These results support a causal relationship between modulation of NMDAR EPSPs and STDP induction in cortical pyramidal neurons. We therefore propose a model in which the extent of Ca2+ influx through NMDARs gated by the local depolarization due to backpropagating action potentials and dendritic spikes determines the sign and magnitude of plasticity (Figure 3C). While it has long been known that both NMDARs and postsynaptic Ca2+ influx are necessary for LTP and LTD induction at most central synapses (Malenka and Nicoll, 1999; Zucker, 1999), recent biophysical and biochemical models have quantitatively captured the dendritic location dependence of NMDAR activation and STDP. Simulations of the interactions between dendritic spikes and NMDAR kinetics recapitulated the progressive shift of the STDP learning rules with dendritic distance (Saudargiene et al., 2005; Letzkus et al., 2006), and could also account for anti- Hebbian LTP induced by short-interval post → pre pairing, depending on the rise time of the postsynaptic response (Saudargiene et al., 2004). Large-scale biochemical simulations of the mechanisms underlying long-term synaptic modification in layer 2/3 neurons revealed that the postsynaptic spike rapidly acts on NMDARs during post → pre pairing (Urakubo et al., 2008). This study revealed that, in addition to enzymatic action via calcineurin, it is likely that Ca2+-bound calmodulin allosterically regulates layer 2/3 NMDARs to induce LTD. Taken together, these experimental and theoretical studies suggest that Ca2+ influx through NMDARs is a dominant factor in STDP induction. During pre → post pairing high levels of Ca2+ influx lead to LTP, whereas during post → pre pairing low levels of Ca2+ influx through a desensitized NMDA channel induces LTD.

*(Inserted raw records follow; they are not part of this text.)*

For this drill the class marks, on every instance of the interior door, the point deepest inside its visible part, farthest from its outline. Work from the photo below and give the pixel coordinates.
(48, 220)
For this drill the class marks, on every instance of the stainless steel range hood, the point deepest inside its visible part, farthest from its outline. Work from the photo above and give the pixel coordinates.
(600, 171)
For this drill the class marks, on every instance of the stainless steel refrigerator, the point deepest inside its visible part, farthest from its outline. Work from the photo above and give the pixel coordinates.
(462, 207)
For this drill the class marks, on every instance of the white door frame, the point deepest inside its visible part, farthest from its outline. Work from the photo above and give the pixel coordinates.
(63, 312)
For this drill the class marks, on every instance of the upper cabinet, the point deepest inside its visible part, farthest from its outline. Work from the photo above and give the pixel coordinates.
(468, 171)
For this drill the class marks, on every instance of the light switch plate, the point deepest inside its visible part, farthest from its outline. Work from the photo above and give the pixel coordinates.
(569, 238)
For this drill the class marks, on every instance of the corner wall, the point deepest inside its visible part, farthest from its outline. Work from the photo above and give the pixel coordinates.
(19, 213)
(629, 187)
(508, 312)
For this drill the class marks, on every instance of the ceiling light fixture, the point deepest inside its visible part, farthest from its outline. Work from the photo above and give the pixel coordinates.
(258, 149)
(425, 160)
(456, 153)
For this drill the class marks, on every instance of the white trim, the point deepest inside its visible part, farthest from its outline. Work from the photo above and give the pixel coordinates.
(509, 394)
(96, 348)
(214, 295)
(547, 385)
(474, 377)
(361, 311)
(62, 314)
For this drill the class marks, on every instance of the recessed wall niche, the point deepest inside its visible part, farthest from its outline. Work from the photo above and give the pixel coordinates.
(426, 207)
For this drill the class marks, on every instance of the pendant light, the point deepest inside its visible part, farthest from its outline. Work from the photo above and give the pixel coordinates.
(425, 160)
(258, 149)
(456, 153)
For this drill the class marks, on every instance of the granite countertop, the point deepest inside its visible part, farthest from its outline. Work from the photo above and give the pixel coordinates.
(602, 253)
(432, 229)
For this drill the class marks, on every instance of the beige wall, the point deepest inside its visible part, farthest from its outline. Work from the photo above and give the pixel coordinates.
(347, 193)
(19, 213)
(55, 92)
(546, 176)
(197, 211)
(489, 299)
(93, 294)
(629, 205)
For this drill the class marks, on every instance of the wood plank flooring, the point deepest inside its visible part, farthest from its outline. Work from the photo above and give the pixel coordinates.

Other Potential Mechanisms for Location-Dependent STDP
In addition to backpropagating action potentials and postsynaptic NMDAR activation, a range of other mechanisms are known to be important for long-term synaptic plasticity in general and STDP in particular (Figure 3D). These factors include voltage-gated Ca2+ channels and Ca2+ spikes (Christie et al., 1997; Froemke et al., 2005; Kampa et al., 2006; Letzkus et al., 2006), metabotropic glutamate receptors (Nishiyama et al., 2000; Bender et al., 2006), endocannabinoid release (Sjöström et al., 2003; Sjöström and Häusser, 2006), BDNF signaling (Gordon et al., 2006), activation of other neuromodulators, G protein coupled receptors, and their downstream effectors (Lin et al., 2003; Froemke et al., 2007; Seol et al., 2007; Harvey et al., 2008), presynaptic NMDA autoreceptors (Sjöström et al., 2003; Corlew et al., 2007), Ca2+ release and/or sequestering by internal stores (Nishiyama et al., 2000) and disinhibition (Artola et al., 1990). Some of these systems are themselves expressed and regulated in a location-dependent manner, suggesting that processes and signaling mechanisms beyond direct activation and modulation of NMDARs is likely to control the local learning rules for synaptic modification at different inputs.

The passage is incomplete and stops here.